Assim lhe aconteceu a Santo Tomé
com ele. Por que vos parece que passou Santo Tomé tãobrevemente pelo Brasil,
sendo uma região tão dilatada e umas terras tão vastas? É que receberam os
naturais a fé que o santo lhes pregou com tanta facilidade e tão sem resistência
nem impedimento, que não foi necessário gastar mais tempo com ele. Mas tanto
que o santo apóstolo pôs os pés no mar —que este, dizem, foi o caminho por onde
passou à Índia — tanto que o santo apóstolo — digamo-lo assim — virou as
costas, no mesmo ponto se esqueceram os brasis de tudo quanto lhes tinha
ensinado, e começaram a descrer ou a não fazer caso de quanto tinham crido, que
é gênero de incredulidade mais irracional, que se nunca creram. Pelo contrário,
na Índia pregou Santo Tomé àquelas gentilidades, como fizera às do Brasil:
chegaram também lá os portugueses dali a mil e quinhentos anos, e que acharam?

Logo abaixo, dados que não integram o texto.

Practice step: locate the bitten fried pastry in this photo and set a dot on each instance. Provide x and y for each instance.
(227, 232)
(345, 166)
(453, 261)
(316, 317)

Não só acharam a sepultura e as relíquias do santo apóstolo, e os instrumentos
de seu martírio, mas o seu nome vivo na memória dos naturais, e o que é mais, a
fé de Cristo, que lhes pregara, chamando-se cristãos de Santo Tomé todos os que
se estendem pela grande costa de Coromandel, onde o santo está sepultado.

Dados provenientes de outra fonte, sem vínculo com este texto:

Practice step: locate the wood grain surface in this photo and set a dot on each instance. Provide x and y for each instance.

E qual seria a razão por que nas
gentilidades da Índia se conservou a fé de Santo Tomé, e nas do Brasil não? Se
as do Brasil ficaram desassistidas do santo apóstolo pela sua ausência, as da
Índia também ficaram desassistidas dele pela sua morte. Pois, se naquelas
nações se conservou a fé por tantos centos de anos, nestas por que se não
conservou? Porque esta é a diferença que há de umas nações a outras. Nas da
Índia, muitas são capazes de conservarem a fé sem assistência dos pregadores;
mas nas do Brasil nenhuma há que tenha esta capacidade. Esta é uma das maiores
dificuldades que tem aqui a conversão. Há-se de estar sempre ensinando o que já
está aprendido, e há-se de estar sempre plantando o que já está nascido, sob
pena de se perder o trabalho e mais o fruto. A estrela que apareceu no Oriente
aos Magos guiou-os até o presépio, e não apareceu mais. Por quê? Porque muitos
gentios do Oriente, e doutras partes do mundo, são capazes de que os
pregadores, depois de lhes mostrarem a Cristo, se apartem dele e os deixem.

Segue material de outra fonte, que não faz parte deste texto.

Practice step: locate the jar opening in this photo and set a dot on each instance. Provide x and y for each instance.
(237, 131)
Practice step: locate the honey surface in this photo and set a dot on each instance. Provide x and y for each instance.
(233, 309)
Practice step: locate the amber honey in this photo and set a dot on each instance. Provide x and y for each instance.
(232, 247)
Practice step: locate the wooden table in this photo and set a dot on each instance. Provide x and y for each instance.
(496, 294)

Assim o fez S. Filipe ao eunuco da rainha Candace, de Etiópia: explicou-lhe a
Escritura de Isaías, deu-lhe notícia da fé e divindade de Cristo, batizou-o no
rio de Gaza, por onde passavam, e tanto que esteve batizado, diz o texto que
arrebatou um anjo a S. Filipe, e que o não viu mais o eunuco: Cum autem ascendissent de aqua, Spiritus Domini
rapuit Philippum, et amplius non vidit eum eunuchus (At. 8, 39).
Desapareceu a estrela, e permaneceu a fé nos Magos; desapareceu S. Filipe, e
permaneceu a fé no eunuco; mas esta capacidade, que se acha nos gentios do
Oriente, e ainda nos de Etiópia, não se acha nos do Brasil. A estrela que os
alumiar não há de desaparecer, sob pena de se apagar a luz da doutrina; o
apóstolo que os batizar, não se há de ausentar, sob pena de se perder o fruto
do Batismo. É necessário, nesta vinha, que esteja sempre a cana da doutrina
arrimada ao pé da cepa, e atada à vide, para que se logre o fruto e o trabalho.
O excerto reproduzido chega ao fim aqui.